The letter stated that any further
payments would depend on negotiations between the Foreign Office and GardaWorld.
The letter also stated that negotiations were continuing over how to get staff
to the airport. The company’s management was confident that UK visas would be
granted to the guards, but the logistics of getting them into the airport
remains challenging.
The company’s remaining British
staff were taken from the company compound to Kabul airport on Friday, during
an evacuation operation for all GardaWorld’s expatriate staff. None of the
Afghan guards were included, the supervisor said.
Most guards have now fled their own
homes because they no longer feel safe, he added. “We’ve packed small bags, and
we’re waiting for news. We’ve asked to be transported to the airport. We hope
they will do that, but we’re running out of time. Everyone is afraid.”
The prospects are even bleaker for
the ex-G4S staff, most of whom were employed by the company until last week
when the Taliban entered Kabul.
Mohammad, 41 – who was a senior
watch keeper at the World Bank in Kabul until last week, and had also worked as
a security guard at the British embassy – said the group was “desperate”.
He has asked G4S and the UK
government for help on behalf of the group. “G4S said we should apply for
asylum. They have done nothing for us but they should help
He added: “We have asked the British
government many times about the asylum issue, but all the emails have been
rejected.”
Mohammad has three sons and four
daughters aged between one and 13. He said: “We are hiding at home, we cannot
go outside. The Taliban are searching house by house in the capital now trying
to find anyone who worked with foreign people. Absolutely they will kill me if
they find me.”
He said if he had an email from the
British government, he could get access to the airport and the chance of flight
to safety.
He said he contacted the Guardian
after reading about the government U-turn on GardaWorld staff. “They did
nothing for GardaWorld until the complaint in the Guardian. If you publish
details about our situation, it should push them to do something for us.”

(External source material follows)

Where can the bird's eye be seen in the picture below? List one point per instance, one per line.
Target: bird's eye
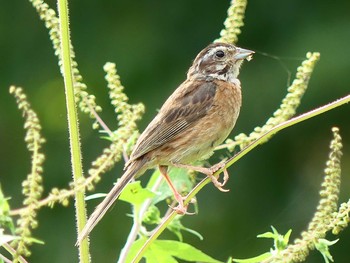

The Guardian also spoke to Rashid, a
security contractor who narrowly survived an attack on the G4S compound in 2018
and was close friends with a British victim of the bombing, Luke Griffin.
He said: “I left the G4S compound a
few minutes before the attack. I was doing insurgency training for the UK. The
Taliban will definitely find and kill G4S staff.”
He sent a photograph of his G4S
security badge as proof of identification. Until Sunday 15 August, when the
Taliban entered Kabul, Rashid was employed as a G4S fire marshal at the World
Bank.
He said: “G4S paid our 75-day salary
in advance from the day Kabul collapsed and nothing else. They told us they
cannot do anything to protect us or evacuate us. We asked them to push the UK
government to include us in the Arap scheme but they didn’t help.”
A G4S spokesperson said: “G4S used
every measure available to assist Afghan national employees. We have made
strong representations to the UK Foreign Office and provided all Afghan
employees with certificates of employment and letters of recommendation to
support their eligibility for the UK government’s Afghan relocation scheme.”
The Foreign Office has been contacted for comment.